O líder do Movimento Semente no Congresso da Guatemala anuncia a divisão do partido.

Archivo - Arquivo - 31 de agosto de 2023, Cidade da Guatemala, Cidade da Guatemala, Guatemala: Os deputados do Partido Político Movimento Semente SAMUEL PEREZ, ROMAN CASTELLANOS e LAURA MARROQUIN apresentaram um mandado de segurança contra a Mesa Diretora
Europa Press/Contacto/Fernando Chuy - Arquivo

MADRID 20 maio (EUROPA PRESS) -

O líder do Movimento Semente no Congresso da Guatemala, Samuel Pérez, confirmou nesta segunda-feira sua saída do partido do presidente, Bernardo Arévalo, junto com um grupo de deputados com os quais planeja criar um novo partido com o qual concorrerão nas eleições de 2027.

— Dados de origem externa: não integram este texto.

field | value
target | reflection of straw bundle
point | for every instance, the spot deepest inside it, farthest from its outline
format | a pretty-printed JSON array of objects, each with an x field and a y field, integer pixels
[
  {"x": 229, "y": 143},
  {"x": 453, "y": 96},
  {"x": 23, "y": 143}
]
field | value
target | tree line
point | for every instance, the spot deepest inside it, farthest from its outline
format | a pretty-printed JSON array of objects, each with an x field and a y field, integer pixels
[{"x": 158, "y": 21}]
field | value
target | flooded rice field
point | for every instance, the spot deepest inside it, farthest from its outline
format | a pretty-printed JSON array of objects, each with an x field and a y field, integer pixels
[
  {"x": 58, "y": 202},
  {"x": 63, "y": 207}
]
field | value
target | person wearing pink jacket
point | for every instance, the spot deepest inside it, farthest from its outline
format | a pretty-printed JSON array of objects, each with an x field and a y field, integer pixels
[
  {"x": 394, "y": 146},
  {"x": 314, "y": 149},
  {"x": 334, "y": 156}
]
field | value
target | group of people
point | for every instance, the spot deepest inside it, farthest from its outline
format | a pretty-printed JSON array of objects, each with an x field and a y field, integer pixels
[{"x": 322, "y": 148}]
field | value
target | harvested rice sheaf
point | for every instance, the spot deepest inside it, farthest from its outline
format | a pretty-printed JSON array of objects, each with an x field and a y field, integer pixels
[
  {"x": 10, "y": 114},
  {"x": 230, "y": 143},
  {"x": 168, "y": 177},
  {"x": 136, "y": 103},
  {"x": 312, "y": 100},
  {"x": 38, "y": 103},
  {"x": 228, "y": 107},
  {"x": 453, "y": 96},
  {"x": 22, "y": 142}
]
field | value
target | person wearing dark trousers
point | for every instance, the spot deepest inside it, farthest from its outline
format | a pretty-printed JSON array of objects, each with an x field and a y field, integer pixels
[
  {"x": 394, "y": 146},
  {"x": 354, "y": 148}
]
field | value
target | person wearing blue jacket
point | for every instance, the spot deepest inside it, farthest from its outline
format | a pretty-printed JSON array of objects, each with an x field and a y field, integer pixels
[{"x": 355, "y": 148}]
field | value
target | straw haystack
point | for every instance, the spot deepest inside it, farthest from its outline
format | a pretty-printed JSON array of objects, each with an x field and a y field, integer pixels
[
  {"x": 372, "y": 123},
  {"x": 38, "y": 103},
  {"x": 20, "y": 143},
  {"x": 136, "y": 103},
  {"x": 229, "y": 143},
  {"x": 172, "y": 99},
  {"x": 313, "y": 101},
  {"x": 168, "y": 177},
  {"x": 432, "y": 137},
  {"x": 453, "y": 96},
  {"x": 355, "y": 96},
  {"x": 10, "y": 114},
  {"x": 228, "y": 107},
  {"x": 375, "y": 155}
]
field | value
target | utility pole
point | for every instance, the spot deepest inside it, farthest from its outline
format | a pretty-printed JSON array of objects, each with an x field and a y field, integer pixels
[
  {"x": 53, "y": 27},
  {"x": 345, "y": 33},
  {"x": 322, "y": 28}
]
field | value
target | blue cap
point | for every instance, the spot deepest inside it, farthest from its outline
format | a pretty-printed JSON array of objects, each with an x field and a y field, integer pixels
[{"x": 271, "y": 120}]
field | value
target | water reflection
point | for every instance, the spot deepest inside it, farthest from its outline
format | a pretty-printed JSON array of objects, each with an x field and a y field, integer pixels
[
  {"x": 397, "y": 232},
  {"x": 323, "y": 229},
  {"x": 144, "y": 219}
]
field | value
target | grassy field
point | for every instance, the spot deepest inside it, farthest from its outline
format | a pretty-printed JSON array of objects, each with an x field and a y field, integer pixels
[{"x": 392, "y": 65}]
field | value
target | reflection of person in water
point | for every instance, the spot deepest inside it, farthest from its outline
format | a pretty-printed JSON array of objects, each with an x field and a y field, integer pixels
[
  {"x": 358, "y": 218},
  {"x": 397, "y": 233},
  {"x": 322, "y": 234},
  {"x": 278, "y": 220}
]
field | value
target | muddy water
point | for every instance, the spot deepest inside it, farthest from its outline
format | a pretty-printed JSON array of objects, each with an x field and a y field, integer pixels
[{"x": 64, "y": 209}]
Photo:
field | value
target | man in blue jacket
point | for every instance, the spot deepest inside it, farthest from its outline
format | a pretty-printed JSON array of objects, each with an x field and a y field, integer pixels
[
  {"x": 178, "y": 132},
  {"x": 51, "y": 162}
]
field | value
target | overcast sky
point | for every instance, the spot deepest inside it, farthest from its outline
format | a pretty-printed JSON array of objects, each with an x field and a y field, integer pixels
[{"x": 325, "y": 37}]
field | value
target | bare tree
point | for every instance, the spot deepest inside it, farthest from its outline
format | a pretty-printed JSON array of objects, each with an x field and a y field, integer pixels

"Reconhecemos que não vamos parar de lutar para recuperar o partido, mas sem sermos ingênuos e sabendo que as circunstâncias estão nos levando a ter que começar a construir um novo partido político transparente", disse ele em declarações ao canal Guatevisión e ao jornal 'Prensa Libre'.

Com relação à nova formação, ele garantiu que ainda não decidiram um nome, já que ele deve ser escolhido por "consenso de todas as pessoas que o compõem". "Ainda estamos avaliando diferentes opções e o objetivo é que seja a evolução do Movimento Semente", explicou.

O deputado concorrerá com o atual ministro do Desenvolvimento Social, Abelardo Pinto, que é simpático ao presidente Arévalo.

Apesar desses planos, o líder do partido no Congresso garantiu que o bloco continuará a apoiar as decisões tomadas pelo executivo. "É o bloco mais disciplinado do Congresso, há 23 votos que, com exceção de algumas pequenas ocasiões, votamos completamente em bloco, não há divisão nesse sentido", disse ele.

O órgão eleitoral da Guatemala suspendeu o Movimiento Semilla no final do ano passado, seguindo a ordem do juiz Freddy Orellana após condenações contra quatro membros do partido por acusações de financiamento eleitoral não registrado, controle eleitoral de fundos, tráfico de influência e violação de deveres.

Em julho de 2023, um mês antes de Arévalo vencer as eleições presidenciais, o partido foi suspenso após uma reclamação de um cidadão que supostamente havia se filiado ao partido ilegalmente. Arévalo, antes de assumir a presidência em agosto de 2023, acusou Orellana e outros magistrados de liderar um golpe contra ele.